The current repo already has two machine-token paths:

  • project-scoped service-account tokens from POST /api/v1/auth/service-account/token
  • delegated shared-runtime operator tokens from POST /api/v1/auth/shared-runtime-operator/token

Those paths are useful first slices, but they duplicate issuer logic and do not yet provide one policy/audit surface for all future token types. IAM Token Issuer v1 is the consolidation contract.

Scope

In scope:

  • GPUaaS-issued short-lived access tokens for machine actors.
  • Provider credential brokering requests that return one-time short-lived credential material, such as storage S3/STS credentials.
  • Common policy checks for TTL, audience, actor class, resource binding, and allowed scopes.
  • Common audit/event metadata for every issuance and denial.
  • A small package/interface that existing token endpoints can delegate to.

Out of scope for v1:

  • Long-lived API keys.
  • Browser session cookies and platform-proxy browser sessions.
  • Terminal single-use tokens.
  • Node bootstrap enrollment tokens.
  • Replacing Keycloak human-user auth.
  • Storing raw provider credentials in read models.

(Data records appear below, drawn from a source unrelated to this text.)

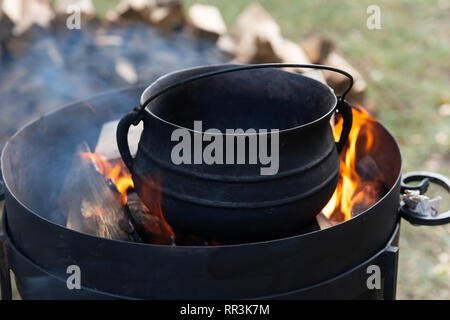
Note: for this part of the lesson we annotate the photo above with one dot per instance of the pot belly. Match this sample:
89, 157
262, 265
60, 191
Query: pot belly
242, 209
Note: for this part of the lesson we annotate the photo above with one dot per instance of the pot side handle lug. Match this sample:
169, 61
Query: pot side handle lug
421, 216
132, 118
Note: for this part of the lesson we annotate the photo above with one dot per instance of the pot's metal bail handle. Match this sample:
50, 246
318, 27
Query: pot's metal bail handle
132, 118
343, 107
2, 185
423, 214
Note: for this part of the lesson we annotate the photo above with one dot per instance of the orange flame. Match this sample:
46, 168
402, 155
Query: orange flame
352, 190
153, 220
118, 173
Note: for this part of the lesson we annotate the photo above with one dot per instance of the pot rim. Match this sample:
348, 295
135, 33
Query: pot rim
146, 93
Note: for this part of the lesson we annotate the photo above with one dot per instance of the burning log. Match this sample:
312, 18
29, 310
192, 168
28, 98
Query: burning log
91, 205
150, 226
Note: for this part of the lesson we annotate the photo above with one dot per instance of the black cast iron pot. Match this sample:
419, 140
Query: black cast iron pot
237, 202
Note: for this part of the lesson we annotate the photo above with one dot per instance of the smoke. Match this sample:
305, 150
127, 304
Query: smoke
60, 66
46, 69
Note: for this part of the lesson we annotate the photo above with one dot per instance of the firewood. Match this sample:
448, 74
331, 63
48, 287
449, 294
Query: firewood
257, 35
26, 13
6, 27
259, 40
85, 6
317, 48
168, 17
206, 20
91, 205
227, 45
134, 10
150, 226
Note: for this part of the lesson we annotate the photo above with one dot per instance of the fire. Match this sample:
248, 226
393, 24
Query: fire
117, 173
354, 192
151, 218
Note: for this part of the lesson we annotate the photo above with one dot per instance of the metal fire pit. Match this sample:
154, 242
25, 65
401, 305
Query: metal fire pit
326, 264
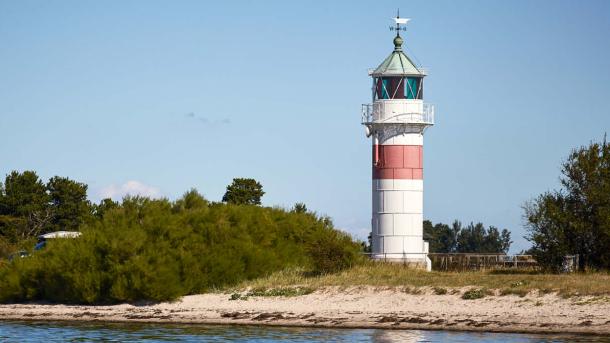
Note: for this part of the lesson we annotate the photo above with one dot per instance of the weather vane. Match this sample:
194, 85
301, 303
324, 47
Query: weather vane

Those token types may later share validation or audit conventions, but they should not be forced through the first IAM token issuer package.

Current State

Service-account tokens

packages/services/auth/service_accounts.go validates a project-scoped service account credential, reads auth.service_account_token_ttl_seconds, and signs an HS256 JWT with these claims:

  • sub: service account ID
  • actor_type: service_account
  • org_id
  • project_id
  • scope
  • aud, iss, iat, exp, jti

Shared-runtime operator tokens

packages/services/auth/shared_runtime_operator_tokens.go validates a tenant-owned shared-runtime operator credential, reads the same TTL policy, and signs an HS256 JWT with these claims:

  • sub: shared runtime ID
  • actor_type: shared_runtime_operator
  • org_id
  • shared_runtime_id
  • scope
  • aud, iss, iat, exp, jti

Validation

packages/shared/middleware/auth.go has separate resolvers for service-account and shared-runtime operator tokens. Both validate HS256 signatures using the envelope key material and then enforce actor_type.

Core Model

IAM Token Issuer is an issuer, not a permissions bypass.

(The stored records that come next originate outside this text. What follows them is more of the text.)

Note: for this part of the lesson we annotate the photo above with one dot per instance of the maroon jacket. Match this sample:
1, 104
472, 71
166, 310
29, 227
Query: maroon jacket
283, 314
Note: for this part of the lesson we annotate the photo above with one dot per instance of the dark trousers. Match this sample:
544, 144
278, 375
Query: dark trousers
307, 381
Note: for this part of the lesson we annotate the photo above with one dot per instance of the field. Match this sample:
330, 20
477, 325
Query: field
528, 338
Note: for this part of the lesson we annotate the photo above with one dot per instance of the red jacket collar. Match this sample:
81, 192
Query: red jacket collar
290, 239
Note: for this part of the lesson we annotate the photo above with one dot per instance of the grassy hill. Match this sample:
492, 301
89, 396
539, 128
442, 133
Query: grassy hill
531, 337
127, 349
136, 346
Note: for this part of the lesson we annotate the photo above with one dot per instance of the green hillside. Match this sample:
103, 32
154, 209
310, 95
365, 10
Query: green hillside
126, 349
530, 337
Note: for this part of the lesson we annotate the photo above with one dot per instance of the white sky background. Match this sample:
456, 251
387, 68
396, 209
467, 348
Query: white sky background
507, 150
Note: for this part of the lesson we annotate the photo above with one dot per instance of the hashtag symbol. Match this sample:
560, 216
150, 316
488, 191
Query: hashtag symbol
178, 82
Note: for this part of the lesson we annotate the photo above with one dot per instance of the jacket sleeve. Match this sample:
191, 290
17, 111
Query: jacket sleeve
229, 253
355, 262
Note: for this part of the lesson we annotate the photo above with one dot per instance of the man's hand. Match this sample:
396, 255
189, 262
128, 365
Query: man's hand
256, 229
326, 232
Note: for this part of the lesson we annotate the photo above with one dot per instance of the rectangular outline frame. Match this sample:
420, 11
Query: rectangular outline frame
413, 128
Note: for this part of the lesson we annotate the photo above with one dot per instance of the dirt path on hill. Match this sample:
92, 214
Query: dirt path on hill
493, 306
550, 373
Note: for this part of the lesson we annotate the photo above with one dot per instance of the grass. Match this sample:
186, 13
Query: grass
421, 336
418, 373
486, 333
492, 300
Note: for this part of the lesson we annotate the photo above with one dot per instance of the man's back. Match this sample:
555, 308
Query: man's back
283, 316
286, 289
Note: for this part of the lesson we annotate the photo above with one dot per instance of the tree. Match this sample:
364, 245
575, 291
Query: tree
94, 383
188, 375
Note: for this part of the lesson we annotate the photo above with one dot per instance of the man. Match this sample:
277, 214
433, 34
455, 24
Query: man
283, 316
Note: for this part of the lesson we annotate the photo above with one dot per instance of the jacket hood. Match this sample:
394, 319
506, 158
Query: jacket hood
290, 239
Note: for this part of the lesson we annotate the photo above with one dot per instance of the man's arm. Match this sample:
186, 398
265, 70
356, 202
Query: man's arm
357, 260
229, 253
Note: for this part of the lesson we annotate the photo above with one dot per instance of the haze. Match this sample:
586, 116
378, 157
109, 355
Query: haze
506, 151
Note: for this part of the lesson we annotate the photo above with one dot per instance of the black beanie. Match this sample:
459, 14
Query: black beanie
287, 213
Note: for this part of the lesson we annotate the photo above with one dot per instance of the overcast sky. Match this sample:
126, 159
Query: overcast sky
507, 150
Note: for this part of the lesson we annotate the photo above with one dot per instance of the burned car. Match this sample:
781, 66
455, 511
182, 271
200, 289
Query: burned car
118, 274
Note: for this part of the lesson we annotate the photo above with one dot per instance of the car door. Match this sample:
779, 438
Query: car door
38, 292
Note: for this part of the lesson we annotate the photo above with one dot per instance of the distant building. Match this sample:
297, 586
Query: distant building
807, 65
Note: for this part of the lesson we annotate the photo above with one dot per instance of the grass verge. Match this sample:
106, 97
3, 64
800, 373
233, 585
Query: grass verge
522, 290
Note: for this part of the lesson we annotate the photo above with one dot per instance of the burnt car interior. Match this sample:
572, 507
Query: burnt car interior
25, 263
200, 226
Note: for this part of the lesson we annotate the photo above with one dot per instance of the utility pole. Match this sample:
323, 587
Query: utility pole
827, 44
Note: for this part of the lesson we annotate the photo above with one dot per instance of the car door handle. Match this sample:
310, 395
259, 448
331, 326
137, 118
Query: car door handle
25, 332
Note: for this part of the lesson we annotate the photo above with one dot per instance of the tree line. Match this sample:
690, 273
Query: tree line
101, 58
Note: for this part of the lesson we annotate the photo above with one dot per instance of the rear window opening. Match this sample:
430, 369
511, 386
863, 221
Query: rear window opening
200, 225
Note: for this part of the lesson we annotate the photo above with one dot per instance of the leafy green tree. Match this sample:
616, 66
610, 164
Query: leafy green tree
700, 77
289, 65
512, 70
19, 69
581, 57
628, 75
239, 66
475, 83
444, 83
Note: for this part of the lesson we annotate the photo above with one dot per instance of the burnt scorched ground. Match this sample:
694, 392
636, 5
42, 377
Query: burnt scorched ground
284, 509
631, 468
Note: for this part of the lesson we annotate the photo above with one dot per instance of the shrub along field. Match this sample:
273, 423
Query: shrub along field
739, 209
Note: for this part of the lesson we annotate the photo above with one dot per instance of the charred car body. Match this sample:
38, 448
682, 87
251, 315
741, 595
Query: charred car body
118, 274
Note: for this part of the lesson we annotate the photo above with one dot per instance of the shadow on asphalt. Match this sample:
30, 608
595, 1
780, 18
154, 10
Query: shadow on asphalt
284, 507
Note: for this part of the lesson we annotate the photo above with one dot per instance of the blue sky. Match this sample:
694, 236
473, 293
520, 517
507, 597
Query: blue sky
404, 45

Every issuance starts with a requested actor, resource binding, audience, and scope. The issuer verifies that the requested token is allowed, normalizes the claim set, signs or brokers the credential, and writes an audit row. It does not decide endpoint authorization at request time; endpoint authorization still belongs to middleware and handler/service policy checks.

caller credential
  -> IAM token issuer request
  -> issuer policy evaluation
  -> credential verification or delegated actor authorization
  -> token/credential material
  -> audit + optional issuance evidence row

Actor Classes

Actor class Binding Primary use
service_account org_id, project_id, service_account_id Project automation and project-owned app workers.
shared_runtime_operator org_id, shared_runtime_id Tenant-owned shared runtime workers.
workload org_id, project_id, workload_id or app_instance_id Runtime-local workload identity for storage and app integrations.
node_agent node_id, mTLS subject Node task polling and host-local execution.
platform_operator platform role plus operation target Operator automation and recovery workflows.
provider_session provider backend plus GPUaaS grant/session ID Short-lived external provider credentials such as WEKA S3/STS.

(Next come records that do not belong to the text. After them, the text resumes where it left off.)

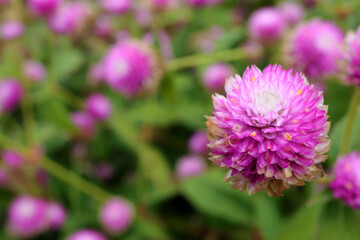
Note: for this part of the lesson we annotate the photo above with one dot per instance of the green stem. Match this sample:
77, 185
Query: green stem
350, 121
203, 59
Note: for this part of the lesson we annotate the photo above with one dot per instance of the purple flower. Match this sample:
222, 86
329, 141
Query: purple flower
116, 215
27, 216
270, 131
132, 68
11, 93
98, 106
44, 7
351, 58
34, 71
215, 76
116, 6
12, 159
314, 48
190, 166
266, 25
86, 234
198, 143
56, 215
11, 29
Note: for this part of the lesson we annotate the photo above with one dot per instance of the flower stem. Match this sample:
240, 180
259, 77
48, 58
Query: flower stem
355, 99
202, 59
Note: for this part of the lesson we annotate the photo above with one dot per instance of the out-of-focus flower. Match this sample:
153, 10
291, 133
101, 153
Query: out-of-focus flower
198, 143
215, 76
34, 71
346, 183
190, 166
98, 106
27, 216
350, 61
56, 215
12, 159
132, 68
86, 234
11, 93
270, 130
71, 18
116, 215
266, 25
85, 123
314, 48
44, 7
292, 12
116, 6
11, 30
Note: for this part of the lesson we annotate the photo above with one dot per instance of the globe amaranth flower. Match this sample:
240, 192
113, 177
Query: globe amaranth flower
215, 76
86, 234
190, 166
34, 71
11, 93
350, 60
314, 48
266, 25
44, 7
132, 68
346, 183
269, 131
27, 216
11, 29
116, 215
98, 106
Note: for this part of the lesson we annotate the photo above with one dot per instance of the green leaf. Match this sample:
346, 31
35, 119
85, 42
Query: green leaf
210, 195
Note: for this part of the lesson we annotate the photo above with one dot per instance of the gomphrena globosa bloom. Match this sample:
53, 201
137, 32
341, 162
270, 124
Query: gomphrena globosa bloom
132, 68
269, 131
346, 183
350, 61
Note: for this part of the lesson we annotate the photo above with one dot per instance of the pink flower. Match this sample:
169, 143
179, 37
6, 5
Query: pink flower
116, 215
215, 76
266, 25
270, 131
190, 166
27, 216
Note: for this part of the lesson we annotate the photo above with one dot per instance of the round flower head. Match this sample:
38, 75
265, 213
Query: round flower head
98, 106
314, 48
56, 215
12, 159
86, 234
190, 166
116, 6
34, 71
292, 12
11, 30
266, 25
270, 131
27, 216
116, 215
11, 93
198, 143
44, 7
215, 76
132, 68
351, 58
71, 18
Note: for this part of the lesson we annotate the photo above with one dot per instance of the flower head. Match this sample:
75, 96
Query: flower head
116, 215
346, 183
270, 131
132, 68
314, 48
266, 25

Only the first two actor classes are implemented today.

Issuance Contract

Common request fields:

  • actor_type
  • actor_id
  • org_id
  • project_id when project-scoped
  • resource_type
  • resource_id
  • audience
  • scope
  • ttl_seconds optional request hint
  • reason
  • source_workflow_id optional
  • idempotency_key for API-backed mutating issuance

Common response fields:

  • credential_type: jwt_bearer, provider_session, vault_wrapped_secret
  • expires_in_seconds
  • expires_at
  • token_type when applicable
  • access_token only for bearer tokens
  • delivery only for wrapped or provider credentials
  • issued_claims_summary
  • credential_session_id when an evidence row is created

Responses that contain credential material are one-time responses and must not be stored in read models, browser local storage, logs, or traces.

Claim Baseline

All GPUaaS-issued bearer tokens should include:

  • sub
  • actor_type
  • iss
  • aud
  • iat
  • exp
  • jti
  • scope

Scoped claims are actor-specific:

  • project actors include org_id and project_id
  • tenant-shared runtime actors include org_id and shared_runtime_id
  • workload actors include org_id, project_id, and workload/app identifiers
  • node actors include node_id and certificate-bound identity evidence when token issuance is added for them

The UI and clients must treat token claims as opaque except where the public API contract explicitly documents them.

Policy Authority

IAM Token Issuer must read policy through PolicyClient; no token TTL or scope limit should be hardcoded in issuer code.

Initial policy keys:

  • auth.service_account_token_ttl_seconds: existing TTL authority for service-account and shared-runtime operator tokens.

Proposed follow-on keys:

  • auth.iam_token_issuer.default_ttl_seconds
  • auth.iam_token_issuer.max_ttl_seconds
  • auth.iam_token_issuer.allowed_audiences
  • auth.iam_token_issuer.allowed_scopes
  • auth.iam_token_issuer.provider_session_ttl_seconds

Do not add these keys until the OpenAPI/service slice needs them. Existing implemented paths should continue using auth.service_account_token_ttl_seconds until a migration task updates both seed data and docs.

Audit And Evidence

Every successful token or provider credential issuance must write audit_logs. Denials should also be auditable when a privileged caller or reusable credential attempts an invalid issuance.

Reserved audit actions:

  • auth.token.issue
  • auth.token.deny
  • auth.token.revoke
  • auth.provider_credential.issue
  • auth.provider_credential.deny
  • auth.provider_credential.revoke

Minimum audit metadata:

  • actor_type
  • actor_id
  • requested_actor_type
  • requested_actor_id
  • audience
  • scope
  • resource_type
  • resource_id
  • expires_at
  • credential_type
  • source_workflow_id when present

Audit metadata must never include raw tokens, client secrets, private keys, provider secret keys, wrapped tokens, or refresh tokens.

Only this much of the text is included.